Siria. Angoscia dell'Onu per morti e distruzione. Migliaia i profughi in Giordania
In Siria, dopo le stragi di lunedì nella provincia di Hama e a Damasco, l’Onu esprime
“angoscia” per morti e distruzione nel Paese, mentre continuano senza sosta i combattimenti
tra lealisti e ribelli. Intanto, si riaccendono le polemiche sulla presenza di armi
chimiche detenute dal regime. Secondo la stampa turca, il governo di Assad non potrebbe
usarle senza l’accordo della Russia. Tra l’altro, Mosca sta provvedendo al rimpatrio
di 81 dei suoi cittadini. Resta poi gravissima l’emergenza umanitaria, oltre 12 mila
profughi sono ammassati in queste ore al confine con la Giordania. Cecilia Seppia
ha sentito la dottoressa Fausta Micheletta, di Medici senza frontiere (Msf)
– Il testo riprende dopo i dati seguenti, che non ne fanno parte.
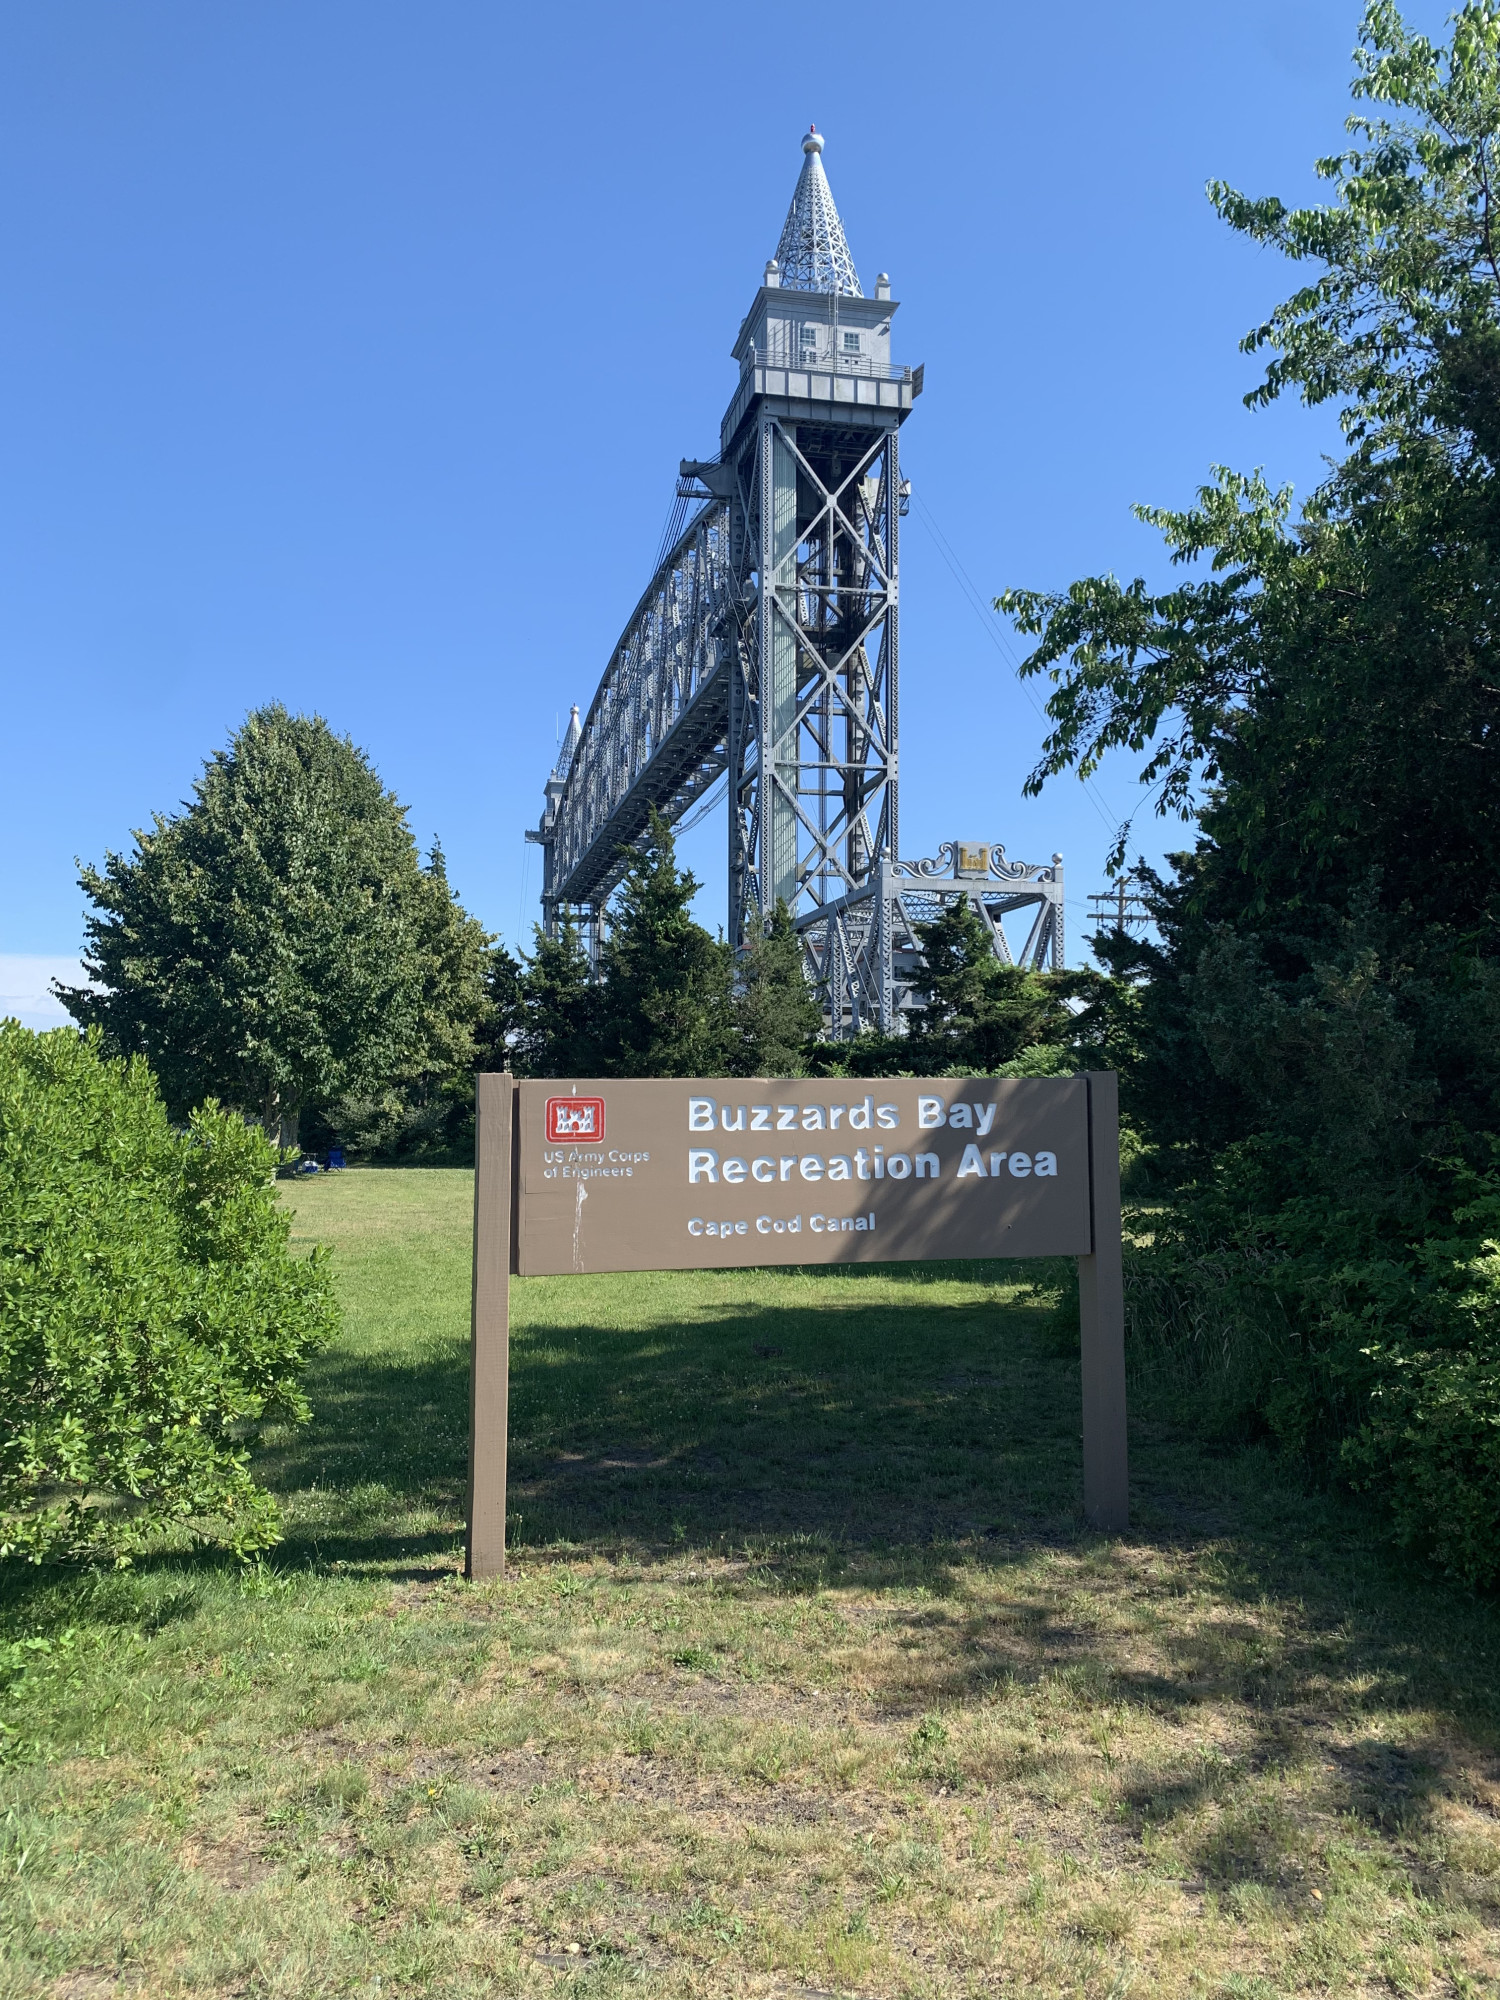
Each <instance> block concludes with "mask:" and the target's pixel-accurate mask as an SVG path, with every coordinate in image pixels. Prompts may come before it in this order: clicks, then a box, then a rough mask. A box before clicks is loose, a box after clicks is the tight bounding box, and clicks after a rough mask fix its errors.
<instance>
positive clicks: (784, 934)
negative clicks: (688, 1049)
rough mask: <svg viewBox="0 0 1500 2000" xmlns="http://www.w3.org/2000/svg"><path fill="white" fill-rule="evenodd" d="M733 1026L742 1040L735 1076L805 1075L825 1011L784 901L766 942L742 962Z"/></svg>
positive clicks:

appena rientrata dalla Siria:
R. – Per quello
che ho visto, e che mi ha scioccato sia da un punto di vista umano che professionale,
è che la maggior parte dei feriti che ho assistito erano feriti civili, quindi vittime
di bombardamenti sulle città e bisognosi di un’assistenza sanitaria che in questo
momento è difficile da avere nel Paese.
D. – Quando i feriti arrivano da voi
in che condizioni sono?
R. – In genere i feriti, nella mia esperienza, arrivano
tutti insieme. Nel senso che il primo bombardamento è quello che crea più vittime,
perché trova la popolazione per strada, perché la trova “impreparata”, anche se sono
preparati perché sono mesi che vengono bombardati. Quindi, in genere il flusso è l’arrivo
da 4 a 12-15 feriti, tutti insieme. Quello che mi ha colpito è che in genere arrivano
famiglie intere che vengono colpite, perché magari durante il corso di un bombardamento
crolla un tetto del palazzo e quindi hanno ferite da trauma al chiuso, oppure perché
sono per strada e vengono colpite dai frammenti di bomba o di mortaio che erano sul
suolo.
D. – Tra gli altri problemi che in questo momento la popolazione sta
affrontando, c’è l’emergenza freddo, la fame… Insomma, i bisogni sanitari stanno crescendo:
voi come li state fronteggiando?
R. – Da un punto di vista sanitario, oltre
ad essere presenti in ospedali del nord, nordest della Siria, offriamo un supporto
logistico. Per esempio, l’ospedale nel quale ho lavorato io forniva supporto logistico
ai piccoli ospedali da campo gestiti dal personale sanitario locale e nelle città
più vicine al fronte. Supporto logistico vuol dire invio di materiale medico: dalle
garze, ai farmaci, a tutto quello che è necessario per stabilizzare il paziente e
permettere il trasferimento verso il nostro ospedale. O anche un supporto che può
essere legato alla fornitura di coperte perché, come accennava, è particolarmente
freddo e oltre a essere freddo non c’è elettricità e non ci sono riscaldamenti.
D.
– Tra l’altro voi lavorate solo in zone controllate dai ribelli e ci sono molte persone
che non riuscite a raggiungere…
R. – Questo ci tengo a sottolinearlo, nel senso
che Msf lavora nel nord del Paese, perché nonostante fin dall’inizio sia stata chiesta
l’autorizzazione al governo siriano per una nostra presenza ufficiale nel Paese, l’autorizzazione
non è stata mai concessa. Quindi, siamo in grado di assistere la popolazione civile
soltanto nelle aree controllate dai ribelli e purtroppo non ancora nelle aree controllate
dai governativi, dove pure sicuramente c’è bisogno di assistenza sanitaria alla popolazione.
D.
– Qual è la percezione che ha la gente nei confronti della comunità internazionale,
ma anche delle ong come Msf, che operano sul terreno?
R. – Nell’immaginario
della popolazione locale, c’è paura nei confronti della presenza di un ospedale. Per
esempio, nella comunità che ospita il nostro ospedale è vietato fare fotografie perché
l’ospedale viene considerato un target, ovvero un obiettivo dei bombardamenti
e quindi nelle zone di fronte, la maggior parte degli ospedali da campo sono nei sotterranei
dei palazzi, per essere sicuri nel caso di un bombardamento, e quindi alla difficoltà
di una guerra si aggiunge anche la paura da parte della popolazione civile di essere
accolta e curata all’interno di un ospedale. Sicuramente, c’è bisogno che tutta la
comunità internazionale intensifichi il bisogno sia della popolazione all’interno
della Siria, sia della popolazione che dalla Siria è scappata.